La Cour d'appel rejette cette fin de non-recevoir et accueille la demande dirigée contre Mme X. La Cour a constaté que la première échéance impayée était celle du mois de mai 2004, que l'action a été engagée dans les deux ans du premier incident non régularisé intervenu après le réaménagement des modalités de paiement de la dette et que, dès lors que ce réaménagement avait vocation à profiter à Mme X., intéressée aux nouvelles stipulations convenues pour l'amortissement progressif du solde du prêt, celle-ci ne pouvait prétendre que l'avenant, quand bien même elle n'y avait pas apposé sa signature, n'aurait d'effet sur la recevabilité de l'action du créancier qu'à l'égard de son coobligé.

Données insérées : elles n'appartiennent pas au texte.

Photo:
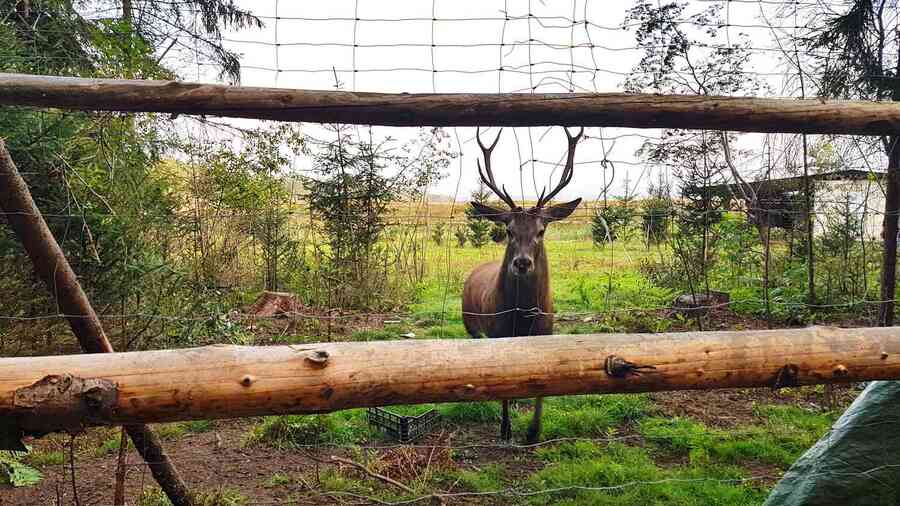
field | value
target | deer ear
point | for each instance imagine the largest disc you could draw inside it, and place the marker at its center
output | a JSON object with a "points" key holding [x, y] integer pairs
{"points": [[560, 211], [490, 213]]}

Au visa de l'article L. 311-37 du code de la consommation et des articles 1165 et 1208 du code civil, la Cour de cassation énonce que "en cas de réaménagement ou de rééchelonnement des modalités de règlement des échéances impayées d'un crédit à la consommation consenti à plusieurs emprunteurs, le report du point de départ du délai biennal de forclusion, n'est pas opposable à l'emprunteur, fût-il tenu solidairement, qui n'a pas souscrit l'acte de réaménagement ou de réechelonnement, à moins qu'il n'ait manifesté la volonté d'en bénéficier".
La Cour de cassation casse l'arrêt de la Cour d'appel, retenant que "en se déterminant ainsi, sans rechercher si Mme X. avait manifesté la volonté de bénéficier du réaménagement des modalités de règlement des échéances impayées du crédit litigieux, la cour d'appel n'a pas donné de base légale à sa décision".